In one case I reported on several years ago, a parade of jailhouse informants all claimed to have sold drugs to a family. The totality of the testimony was implausible. If all the informants were telling the truth, this family that lived in a modest home in a small central Louisiana town would have been the biggest kingpins in the South. Yet the U.S. attorney stated at trial that it didn’t matter if he personally believed the informants. It only mattered what the jury believed. After the family was convicted, it was revealed that the informants had lied. Yet the U.S. attorney went on to use some of the same informants in other trials.

In another trial in Chesapeake, Va., a few years ago, Ryan Frederick stood accused of murder for shooting and killing a police officer during a drug raid on his home. Frederick claimed he thought the police were criminal intruders. There were two abuses of informants in that case. First, the police had probable cause for the raid only after one of their informants broke into Frederick’s home to see the pot plants he was growing. The police claimed they had no knowledge of this, although there was some evidence that this had happened before. More troubling, during Frederick’s trial, Commonwealth’s Attorney Paul Ebert put on a jailhouse informant named Jamaal Skeeter, who claimed Frederick admitted he knew the raiding cops were police, boasted about killing the officer and mocked the officer’s widow. Ebert was named special prosecutor in the case and brought in from Northern Virginia. Frederick apparently made these statements immediately after meeting Skeeter, during their one hour per day of recreation at the jail. That in itself seemed improbable. But it seemed especially unlikely given the police station videos of Frederick sobbing with regret and vomiting upon learning that the officer he shot had died.

Then, something extraordinary happened. In mid-trial, another prosecutor in Virginia stepped forward to inform Frederick’s attorney that Skeeter had a long history of lying and that no local prosecutor trusted him. This would seem like a pretty easy thing for Ebert to have discovered on his own. But again, while prosecutors are in theory ethically obligated to only put on evidence they believe is true, there’s no way to enforce that obligation. In fact, there’s some incentive for them not to investigate their informants’ claims. Doing so could arguably put them in the role of investigators, or police. So long as they’re performing prosecutor duties, prosecutors are protected from civil liability by absolute immunity.
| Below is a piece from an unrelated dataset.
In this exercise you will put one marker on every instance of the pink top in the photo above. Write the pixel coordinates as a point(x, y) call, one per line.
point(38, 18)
But once they take on duties normally conferred to cops, they’re protected only by the qualified immunity given to police. (Qualified immunity is still tough to get past, but it’s also a step down from absolute immunity.)

And of course, all of this is before we even get to the problem of prosecutors giving informants time off their own sentences in exchange for their testimony.

This Texas bill is a good first step. It’s a pretty significant first step. But if we can admit that the use of jailhouse informants is fraught enough with problems that we want to keep the practice out of death penalty cases, I’m not sure why we’d be okay with allowing it in cases that could result in decades-long prison sentences.